Preparation for the June 2005 High Confidence Medical Device Software & Systems (HCMDSS) Workshop (continued…) We have a new url:
Recovery-Oriented Computing
COP 5611 Operating Systems Fall 2011
INFO 344 Web Tools And Development
Fault Tolerance Distributed Web-based Systems
Why do Internet services fail, and what can be done about it?
WELCOME! Nonclinical Topics Working Group CSS Breakout Plan.
CSC3050 – Computer Architecture
Productive + Hybrid + Intelligent + Trusted
Presentation transcript:

Recovery Oriented Computing: Update Armando Fox (in loco Patterson) Summer ROC Retreat, June 2002

© 2002 Armando Fox Welcome and ROC Philosophy n ROC philosophy (“Peres’s Law”): “If a problem has no solution, it may not be a problem, but a fact; not to be solved, but to be coped with over time” Israeli foreign minister Shimon Peres l Failures (hardware, software, operator-induced) are a fact; recovery is how we cope with them over time l Availability = MTTF/MTBF= MTTF / (MTTF + MTTR) - rather than just making MTTF very large, make MTTR << MTTF n ROC Principles 1. Isolation and partitionability => redundancy 2. Enable fault injection, output checking => online monitoring & verification 3. Undo support 4. Diagnostic support

© 2002 Armando Fox Major ROC Areas n Failure detection and diagnosis l Pinpoint l FIG l Internet service failure causes n Recovery techniques and Design-for-Recovery l Recursive Restartability l Making state-management tradeoffs explicit (QAPSL) l Firm state from infirm components (RAINS) l Designing for Undo: theory and practice n Benchmarking and measurement l Dependability benchmarks for various applications l End-user availability measurements on the Web l Why Internet services fail l Estimating the cost of downtime l Availability in the PSTN

© 2002 Armando Fox Recent Publications ROC Techniques and Tools: n A Utility-Centered Approach to Internet Services Design. George Candea, Armando Fox, in SIGOPS European Workshop n FIG: A prototype Tool for Online Verification of Recovery Mechanisms. P. Broadwell, N.Sastry, J.Traupman, D.Patterson, in SHAMAN workshop at ICS 2002 n Rewind, repair, replay: 3 R’s to Dependability. A. Brown and D. Patterson, SIGOPS European Workshop n Including the Human Factor in Dependability Benchmarks. A. Brown, L. Chung, D. Patterson. In DSN 2002 Workshop on Dependability Benchmarking. ROC Measurements: n Architecture, operation, and dependability of large-scale Internet services: three case studies. D. Oppenheimer and D.A. Patterson. Submission to IEEE Internet Computing special issue on Global Deployment of Data Centers, February (Shorter version in SIGOPS European Workshop) n Measuring End-User Availability on the Web: Practical Experience. Matthew Merzbacher and Dan Patterson. n Lessons from the PSTN for Dependable Computing. P.Enriquez, A.Brown, D.Patterson, in SHAMAN workshop at ICS Fault monitoring/diagnosis: n An Online Evolutionary Approach to Internet Services. E. Kiciman, M. Chen, E. Brewer. In SIGOPS European Workshop

© 2002 Armando Fox Recent Evangelism n Evangelism publications l “Case for ROC” Technical Report l Introduction to Dependability (;login) l A Simple Way to Measure Cost of Downtime (LISA 02) n Evangelism talks l Microsoft Research l HPCA 02 keynote (Patterson) l FAST keynote (Filesystems And Storage Technologies) l IBM Autonomic Computing workshops (Almaden & TJ Watson)
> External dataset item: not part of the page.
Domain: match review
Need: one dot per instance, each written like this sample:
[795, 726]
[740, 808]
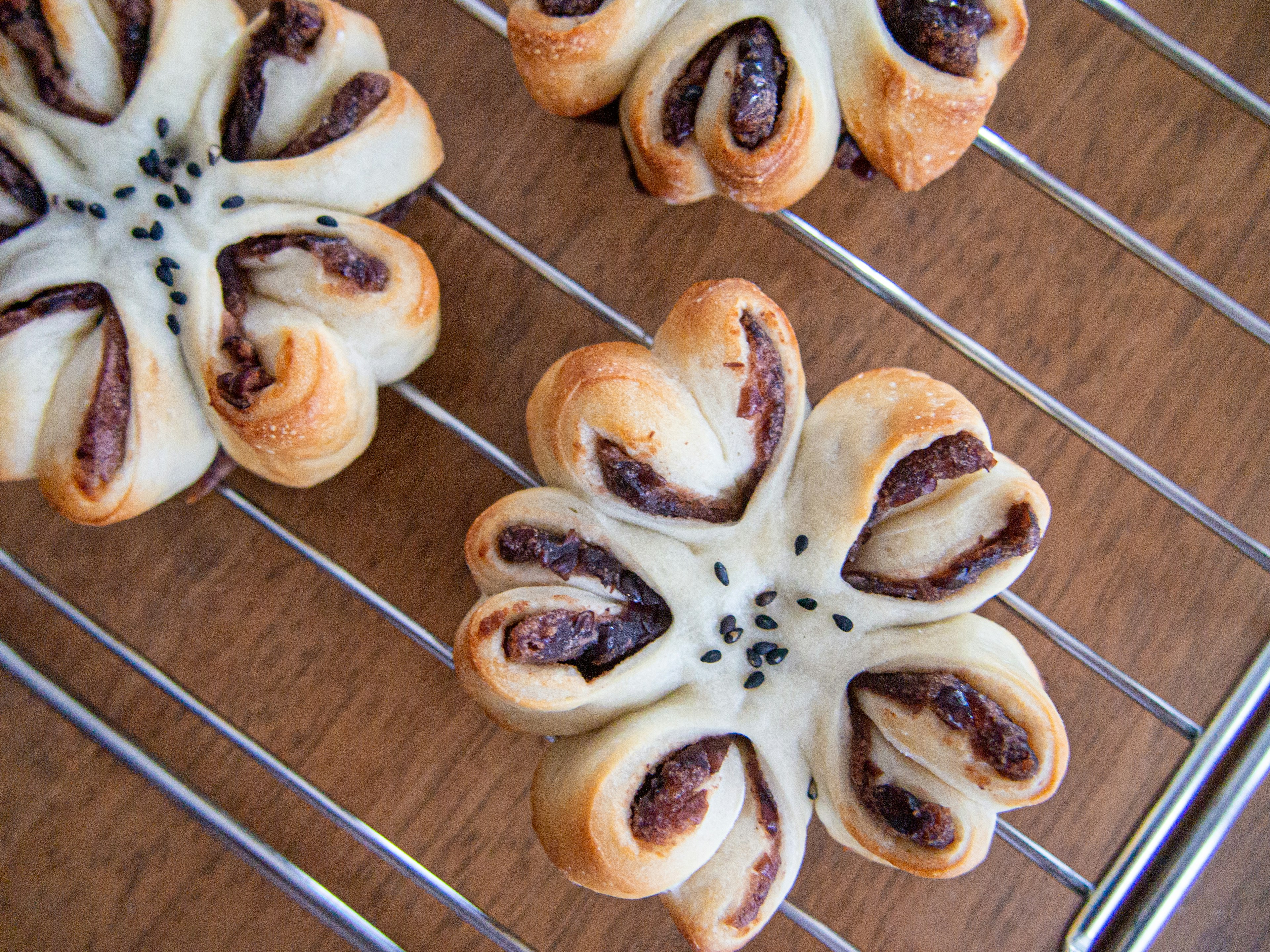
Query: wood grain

© 2002 Armando Fox About ROC Retreats n Purpose of semi-annual retreats l Progress reports/talks from academia and industry l Exposure/feedback on new ideas or work in progress l Brainstorming in immersive atmosphere l Industry/visitor feedback, opportunities for collaboration l Water fights during rafting trip n Logistics l Web server with retreat talks/papers - thanks to Mike Howard and Bob Miller - WaveLAN “ANY”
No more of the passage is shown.